The benefits of collagen peptides in promoting joint health have been widely reported by many clinical research studies. By boosting overall joint health, longterm collagen supplementation is believed to be an effective option to help protect joint health and aid recovery from joint pain and inflammation. In this article we explain the what, how and why of using collagen to promote healthy joints.
What is collagen?
Collagen is the fundamental structural protein that forms connective tissue, and is a vital component of the joints, bones, muscles, tendons and skin. Essential to the formation of connective tissue, it is the highest source of protein found in the body. Collagen contains specific vital amino acids including arginine, proline, glycine and hydroxproline.
The human anatomy contains and utilises over 20 variants of collagen amino acids, however it is three main types of collagen that comprise 80-90% of the body.
The Different Types of Collagen Explained
Three different types of collagen - I, II, and III - are found most abundantly in the human body, of which collagen type II is the most significant form for joint health. Of these three, collagen type II is believed to be most specifically effective in targeting and enhancing joint cell health.
- Collagen Type I - Found most abundantly in the body, type I is found in skin, artery walls, bones, tendons and scar tissue.
- Collagen Type II - Type II collagen is found in the cartilage and respiratory tubes.
- Collagen Type III - Found predominantly in the blood vessels.
How Does Collagen Benefit the Joints?
Optimum joint mobility is the result of supple, healthy joint tissue and joint elasticity. Collagen is a vital component of tissue, bones and cartilage required for healthy joints. Research widely suggests that boosting collagen intake can contribute to joint health by boosting cellular repair and even stimulate the growth of new joint cartilage tissue.
Sufficient collagen availability is essential for the body to create and renew protein cells. It is a crucial element of connective tissue and cartilage both of which are crucial to joint health and mobility.

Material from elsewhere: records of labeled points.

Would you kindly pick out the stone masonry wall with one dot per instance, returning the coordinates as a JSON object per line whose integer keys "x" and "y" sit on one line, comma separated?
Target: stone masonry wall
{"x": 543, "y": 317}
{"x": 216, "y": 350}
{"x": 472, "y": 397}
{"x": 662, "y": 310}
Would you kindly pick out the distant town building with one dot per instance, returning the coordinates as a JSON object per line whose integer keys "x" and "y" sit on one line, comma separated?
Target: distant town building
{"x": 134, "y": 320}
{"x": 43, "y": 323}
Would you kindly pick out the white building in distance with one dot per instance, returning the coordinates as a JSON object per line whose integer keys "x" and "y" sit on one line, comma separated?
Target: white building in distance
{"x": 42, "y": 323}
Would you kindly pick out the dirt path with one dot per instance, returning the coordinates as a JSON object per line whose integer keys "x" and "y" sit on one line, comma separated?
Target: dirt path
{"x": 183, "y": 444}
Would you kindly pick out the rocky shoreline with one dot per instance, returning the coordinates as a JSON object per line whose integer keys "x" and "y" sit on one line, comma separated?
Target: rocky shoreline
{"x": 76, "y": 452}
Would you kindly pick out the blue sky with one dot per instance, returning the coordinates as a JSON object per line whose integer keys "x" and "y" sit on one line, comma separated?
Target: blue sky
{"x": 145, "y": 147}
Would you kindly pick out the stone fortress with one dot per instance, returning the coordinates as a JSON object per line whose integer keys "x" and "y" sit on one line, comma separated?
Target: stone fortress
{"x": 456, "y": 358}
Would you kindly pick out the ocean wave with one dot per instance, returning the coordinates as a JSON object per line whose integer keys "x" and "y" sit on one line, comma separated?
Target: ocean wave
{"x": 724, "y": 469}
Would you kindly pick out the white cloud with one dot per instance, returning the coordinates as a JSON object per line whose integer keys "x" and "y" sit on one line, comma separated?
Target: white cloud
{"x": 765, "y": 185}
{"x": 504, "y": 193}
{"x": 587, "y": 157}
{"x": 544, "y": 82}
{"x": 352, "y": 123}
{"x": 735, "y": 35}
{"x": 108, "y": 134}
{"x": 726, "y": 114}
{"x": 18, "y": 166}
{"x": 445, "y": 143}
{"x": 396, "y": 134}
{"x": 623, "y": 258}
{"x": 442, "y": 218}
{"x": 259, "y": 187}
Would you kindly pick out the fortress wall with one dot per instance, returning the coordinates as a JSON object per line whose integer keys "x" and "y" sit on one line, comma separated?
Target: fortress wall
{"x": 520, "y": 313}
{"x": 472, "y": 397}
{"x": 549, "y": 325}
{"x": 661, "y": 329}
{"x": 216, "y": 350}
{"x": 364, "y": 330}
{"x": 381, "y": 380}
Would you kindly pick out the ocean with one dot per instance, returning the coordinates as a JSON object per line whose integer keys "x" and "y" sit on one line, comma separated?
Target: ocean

In an athletic context, athletes are more commonly at risk for knee and joint injuries due to the sustained impact and over-use of the joints in strenuous physical activity. A 2008 study found that the use of type-II collagen supplementation over the course of 24 weeks resulted in a marked improvement on symptoms such as pain, inflammation and impaired mobility in athletes with activity-related joint pain.
Collagen decreases as part of the ageing process, which contributes largely to why the risk of poor joint health and chronic conditions such as arthritis rises with age. Collagen degeneration with age is most clearly pronounced and visible in the skin: wrinkles and sagging are the outward visual markers of collagen degeneration. Under the surface, other non-visible forms of collagen loss include the weakening of the bones, muscles, joints and connective tissue.
Clinical studies on the correlation between collagen supplementation and chronic joint disorders such as arthritis yielded similar results to those studying athletes. In 2006 a study utilising hydrolysed type-II collagen supplements and a placebo product, concluded that ingestion of the supplement was effectively processed by the body, effectively manifesting itself in cartilage. As such the findings indicated an improvement in patients effected by chronic joint disorders such as osteoarthritis.
There is strong clinical evidence that collagen intake can positively benefit joint health, as well as providing symptomatic relief and aiding recovery. Athletes in particular may consider collagen supplementation as a protective measure, or to potentially reduce recovery time from ongoing joint discomfort or sports injury.
Nutritional Sources of Collagen
Gelatine is the most abundant source of collagen in the diet, as it is formed via hydrolysis of animal connective tissue, skin and bones. Chicken or mammal bone broth, for example, is an excellent way to incrementally boost collagen intake in the daily diet, and is particularly good for general mobility ailments and arthritis due to its high content of vital bone-supporting minerals such as calcium, magnesium, sulphur, phosphorus and silicon.
However for optimum results, a high strength collagen supplement is advisable. Collagen supplementation is available in tablet and powered form, with a minimum intake of 6,000mg daily in order to yield results. Those with an intolerance to swallowing multiple pills may prefer to choose a high quality soluble collagen power to mix with cold beverages.
Currently supplements created from the following collagen sources are most widely available to consumers:
- Mammal - Collagen peptides derived from pigs and cattle comprise many cheaper supplement options available.
- Piscine - Collagen supplements derived from fish are believed to be the most effective source of supplementation. As a result, products from this source tend to be slightly more expensive.
In terms of effectively targeting and benefitting joint health with collagen supplementation, it is highly advised to seek a high quality Type II hydrolysed fish collagen source. Clinical research, such as the examples discussed previously, have shown measurable positive results and benefits of taking this form of supplement. Collagen provides a wealth of health benefits boosting cellular renewal. Those with existing joint conditions and those seeking to protect the health of their joints should certainly consider the outstanding benefits of type-II collagen supplementation.